California State University, Northridge political science professor Boris Ricks has no doubt that race and the calls for racial justice will be at the forefront of many voters’ minds when they make their selections in this year’s presidential election.
Ricks, who studies the intersection of race and politics, said the recent deaths of African Americans at the hands of law enforcement, including that of George Floyd in Minnesota, have combined with fallout from the COVID-19 pandemic and the passing of civil rights leader and Congressman John Lewis to create a “perfect storm to drive Black folks and their allies to the polls.”
“The COVID-19 pandemic, which has disproportionately impacted people of color — has magnified the glaring disparities in this country, including disparities in our healthcare system and labor force inequities faced by communities of color,” said Ricks, co-director of CSUN’s Center for Southern California Studies. “These issues are going to be key drivers in African American, Latino, and Asian/Pacific Islander turnout.
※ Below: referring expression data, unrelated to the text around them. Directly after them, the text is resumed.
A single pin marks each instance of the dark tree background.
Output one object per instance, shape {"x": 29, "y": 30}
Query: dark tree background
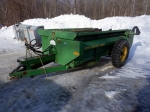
{"x": 14, "y": 11}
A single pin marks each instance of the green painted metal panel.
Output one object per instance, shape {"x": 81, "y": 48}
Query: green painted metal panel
{"x": 67, "y": 51}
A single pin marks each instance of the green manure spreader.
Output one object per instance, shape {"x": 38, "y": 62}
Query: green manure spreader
{"x": 70, "y": 48}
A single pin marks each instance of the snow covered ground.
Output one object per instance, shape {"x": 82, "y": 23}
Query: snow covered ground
{"x": 102, "y": 88}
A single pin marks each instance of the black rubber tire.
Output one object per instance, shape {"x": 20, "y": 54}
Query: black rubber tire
{"x": 117, "y": 52}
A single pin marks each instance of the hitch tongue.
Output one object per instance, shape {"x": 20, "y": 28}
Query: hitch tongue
{"x": 136, "y": 30}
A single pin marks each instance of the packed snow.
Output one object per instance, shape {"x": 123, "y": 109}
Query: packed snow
{"x": 98, "y": 89}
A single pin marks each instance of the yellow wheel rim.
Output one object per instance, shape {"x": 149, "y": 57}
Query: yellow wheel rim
{"x": 123, "y": 54}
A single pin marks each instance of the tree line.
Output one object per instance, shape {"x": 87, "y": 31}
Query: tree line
{"x": 14, "y": 11}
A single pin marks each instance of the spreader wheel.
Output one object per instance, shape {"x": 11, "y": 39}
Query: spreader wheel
{"x": 120, "y": 53}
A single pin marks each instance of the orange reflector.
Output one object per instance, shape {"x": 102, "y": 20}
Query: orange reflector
{"x": 76, "y": 53}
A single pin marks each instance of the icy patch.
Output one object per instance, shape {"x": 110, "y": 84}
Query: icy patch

Not to mention voter turnout from Women and the LBGTQIA+ communities.”
The election, he noted, will take place not long after the Lewis’ death on July 17.
“His entire career was built around advocating for the importance, significance, and power of voting to move us forward in the fight for racial and social justice,” Ricks said. “Lewis risked his life and endured beatings, so all people could have the right to vote.”
Ricks’ acknowledged that some people are worried the pandemic and governmental collusions over the location and number of polling places, and questions about the legitimacy of mail-in ballots, may impact voter turnout. But he pointed to the ongoing protests concerning racial injustice and police killings, as evidence of how many Americans anticipate having their voices heard.
“Look at who is turning out to protest police killings and stand for racial justice,” he said. “It isn’t just African Americans. It is people of all racial hues and ethnic backgrounds of varying socioeconomic status. Clearly, there is a pandemic, but folks are willing to take the risk, put on their masks and protest. Nonviolent protesters were targeted by federal officials who refused to identify themselves and wore no insignias on their uniforms [in Portland, Ore.]. People were abducted into custody. Nonviolent protests continued and grew with people of all colors, hues, and backgrounds. At the present time, during the current conditions, do you think something like a pandemic is going to keep these folks from voting? I don’t think so!”
“Ole school argued that the way to make change is to vote,” Ricks said. “The new school says the way to make change is to protest and vote.”
He noted that a higher turnout by minority voters — including a nearly 67 percent turn out by Black voters, which was a higher percentage than white voters — ensured former President Barack Obama’s re-election in 2012. The percentage of Black voters dropped below 60 percent in 2016, a drop Ricks said made a difference in the outcome of that year’s presidential election.
The video of George Floyd’s death could serve as a catalyst for a new wave of voter registration and turnout this November, he said.
“The calls for racial justice have been circulating under the surface for quite some time,” Ricks said. “The traumatic murders of Stephon Clark, Breonna Taylor, Rayshard Brooks, Ahmaud Aubrey and George Floyd changed the dynamic because we saw on national and international television and on social media around the world a white man’s inhumanity to a Black man under the color of law — an unarmed Black man who was pleading for his life while crying out for his mother. It does not get any more egregious than that. To see that, if you were a mother, if you were a father of any race, creed, or color, you saw injustice.
“This came on the heels of one murder after another —Breonna Taylor, Rayshard Brooks, Ahmaud Arbery, Trayvon Martin, Tamir Rice, Philando Castile, Eric Garner… The list goes on,” he continued. “This is why you see the most multiethnic, multiracial, inclusive protest activity that has been seen in a long time. We are seeing a plurality of Americans who are saying, “enough is enough.”
Combine that frustration and anger with the “glaring” racial disparities revealed by the pandemic, Ricks said, “and you have created a perfect storm to motivate people to vote for change.”
“There is no question that race and racial justice will be factors in this election,” he said.